My first choice was from the day’s specials: a salmon tartare.

This was more like a ceviche cut than tartare, but it had been well-seasoned and the salmon was rich. It sat on a bed of firm potato pieces dressed with aioli, was topped with more aioli and sprouted seeds. This was served with more firm crackers which had the faintest hint of sesame. A top dish at €5.50.

Up next was another special billed as a curry dish, but not quite like any I’ve had. I knew from Google that the underlying biscuit was called an Inés Rosales, which is often sweet. I expected the unsweetened version here, but this was fully sugared.
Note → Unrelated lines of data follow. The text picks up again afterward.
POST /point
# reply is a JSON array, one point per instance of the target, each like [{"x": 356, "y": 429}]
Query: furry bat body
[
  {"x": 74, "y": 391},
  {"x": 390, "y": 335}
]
The biscuit (akin to a large water biscuit) was topped with curried chicken and then with sweet chilli sauce. This was all much too sweet and the dish had no balance. This dish cost €4.50.

The croquettes (or croquetas) were prepared with roast pork. A much better option. These were deliciously rich and creamy with just the right amount of crunch. Croquetas can be a little oily but these had a dry texture which ate beautifully.

At €4.40, I thought these were good value. Alongside the salmon tartare, this would have been a perfect lunch.

Casa Paco: The Bill
With a cover charge of €1, three courses and two glasses of wine, the total bill came to €22.40 excluding tip. Quite a bargain for a well-regarded modern tapas restaurant!

With 8 nights in Seville, I might well be tempted to return. I’d like to try any other variations on those croquetas!